Oil prices dipped on Monday as the start to U.S. sanctions against Iran’s fuel exports was softened by waivers that will allow some countries to still import Iranian crude, at least temporarily.
Brent crude futures, the international benchmark for oil prices, were at $72.53 per barrel, down 30 cents, or 0.4 percent from their last close, while the U.S. West Texas Intermediate (WTI) crude futures were down 27 cents, or 0.4 percent, at $62.87 a barrel.
Brent has lost more than 16 percent in value since early October, while WTI has declined by more than 18 percent since then.
Traders said prices have been coming under pressure since it became clear that Washington was allowing several countries to continue importing crude from Iran despite the sanctions, which officially started on Monday.
The United States said on Friday it will temporarily allow eight importers to keep buying Iranian oil when it re-imposes sanctions, aimed at forcing Iran to curb its nuclear, missile and regional activities.
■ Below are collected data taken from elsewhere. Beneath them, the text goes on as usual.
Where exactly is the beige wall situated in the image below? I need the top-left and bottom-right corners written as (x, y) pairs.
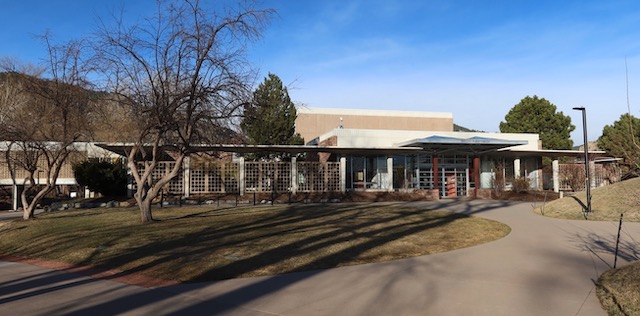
top-left (296, 108), bottom-right (454, 143)
top-left (0, 142), bottom-right (120, 186)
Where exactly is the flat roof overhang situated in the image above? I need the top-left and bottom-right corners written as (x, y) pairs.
top-left (189, 144), bottom-right (426, 155)
top-left (396, 135), bottom-right (529, 154)
top-left (497, 148), bottom-right (607, 158)
top-left (96, 140), bottom-right (608, 159)
top-left (95, 143), bottom-right (425, 157)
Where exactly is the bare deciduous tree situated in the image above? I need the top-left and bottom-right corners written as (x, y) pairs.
top-left (490, 160), bottom-right (506, 198)
top-left (0, 37), bottom-right (92, 220)
top-left (93, 0), bottom-right (273, 222)
top-left (559, 163), bottom-right (587, 192)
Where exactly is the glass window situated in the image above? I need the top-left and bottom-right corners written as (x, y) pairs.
top-left (522, 157), bottom-right (539, 189)
top-left (351, 156), bottom-right (365, 189)
top-left (393, 155), bottom-right (406, 189)
top-left (347, 155), bottom-right (392, 190)
top-left (480, 158), bottom-right (495, 189)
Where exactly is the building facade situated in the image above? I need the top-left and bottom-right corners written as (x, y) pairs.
top-left (294, 108), bottom-right (568, 198)
top-left (296, 107), bottom-right (454, 144)
top-left (1, 107), bottom-right (613, 210)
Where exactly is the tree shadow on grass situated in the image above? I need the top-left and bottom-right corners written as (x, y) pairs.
top-left (90, 201), bottom-right (508, 278)
top-left (197, 211), bottom-right (468, 281)
top-left (76, 203), bottom-right (477, 281)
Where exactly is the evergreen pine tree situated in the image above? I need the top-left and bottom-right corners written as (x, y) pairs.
top-left (241, 73), bottom-right (304, 160)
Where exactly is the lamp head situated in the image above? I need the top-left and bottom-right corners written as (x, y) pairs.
top-left (572, 107), bottom-right (585, 111)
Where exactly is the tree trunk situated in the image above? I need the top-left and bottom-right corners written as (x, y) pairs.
top-left (138, 196), bottom-right (154, 223)
top-left (21, 187), bottom-right (36, 220)
top-left (22, 205), bottom-right (35, 220)
top-left (20, 183), bottom-right (54, 220)
top-left (133, 178), bottom-right (157, 223)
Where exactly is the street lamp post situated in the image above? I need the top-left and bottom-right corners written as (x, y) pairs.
top-left (573, 107), bottom-right (591, 213)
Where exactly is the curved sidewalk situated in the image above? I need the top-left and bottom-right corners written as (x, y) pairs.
top-left (1, 200), bottom-right (639, 315)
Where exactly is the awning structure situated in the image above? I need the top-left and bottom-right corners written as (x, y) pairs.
top-left (395, 135), bottom-right (528, 154)
top-left (497, 148), bottom-right (607, 158)
top-left (188, 144), bottom-right (427, 155)
top-left (95, 143), bottom-right (424, 158)
top-left (96, 136), bottom-right (604, 158)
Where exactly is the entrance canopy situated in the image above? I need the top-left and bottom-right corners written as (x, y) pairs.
top-left (395, 135), bottom-right (528, 155)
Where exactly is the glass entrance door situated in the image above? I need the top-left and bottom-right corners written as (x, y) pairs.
top-left (438, 155), bottom-right (469, 198)
top-left (439, 168), bottom-right (467, 197)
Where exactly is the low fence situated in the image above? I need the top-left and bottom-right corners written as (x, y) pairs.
top-left (543, 163), bottom-right (622, 192)
top-left (135, 160), bottom-right (341, 195)
top-left (0, 152), bottom-right (83, 183)
top-left (190, 162), bottom-right (240, 194)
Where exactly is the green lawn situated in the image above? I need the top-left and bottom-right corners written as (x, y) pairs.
top-left (0, 203), bottom-right (510, 283)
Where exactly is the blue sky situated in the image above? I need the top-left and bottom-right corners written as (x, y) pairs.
top-left (2, 0), bottom-right (640, 144)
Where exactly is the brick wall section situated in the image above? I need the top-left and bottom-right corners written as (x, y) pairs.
top-left (296, 110), bottom-right (453, 143)
top-left (317, 136), bottom-right (337, 163)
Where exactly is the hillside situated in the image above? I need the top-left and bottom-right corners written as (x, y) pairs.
top-left (534, 177), bottom-right (640, 221)
top-left (453, 124), bottom-right (480, 132)
top-left (0, 71), bottom-right (140, 143)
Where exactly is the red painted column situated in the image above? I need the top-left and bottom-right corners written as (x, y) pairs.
top-left (473, 156), bottom-right (480, 198)
top-left (432, 155), bottom-right (439, 198)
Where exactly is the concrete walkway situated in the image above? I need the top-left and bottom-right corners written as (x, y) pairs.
top-left (1, 200), bottom-right (639, 315)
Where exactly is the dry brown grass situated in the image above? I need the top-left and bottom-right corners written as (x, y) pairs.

U.S. Secretary of State Mike Pompeo, who announced the decision, did not name the eight, which he referred to as “jurisdictions,” a term that might include importers such as Taiwan which the United States does not regard as a country.
China, India, South Korea, Turkey, Italy, the United Arab Emirates and Japan have been the top importers of Iran’s oil, while Taiwan occasionally buys cargoes of Iranian crude but is not a major buyer.
“All eyes will be on the outcome of negotiations on possible waivers to U.S. sanctions on Iran. Any deals allowing oil importers to continue buying from Iran could see prices come under further pressure,” ANZ bank said on Monday.
Oil markets have already adjusted to the Iran sanctions, gradually dialling back imports in preparations.
“Iranian exports and production had been declining steadily in advance. Market surveys of Iranian exports show a decline of more than 1 million barrels per day (bpd) as of October from May,” Edward Bell, commodity analyst at Emirates NBD bank said.
On the demand side, Bell warned that consumption may be slowing due to an economic slowdown, as seen in a sharp drop in refining profits for key fuels like gasoline.
“Sagging refining margins at a time of weak crude prices sends a very telling message to us that demand is underperforming,” he said.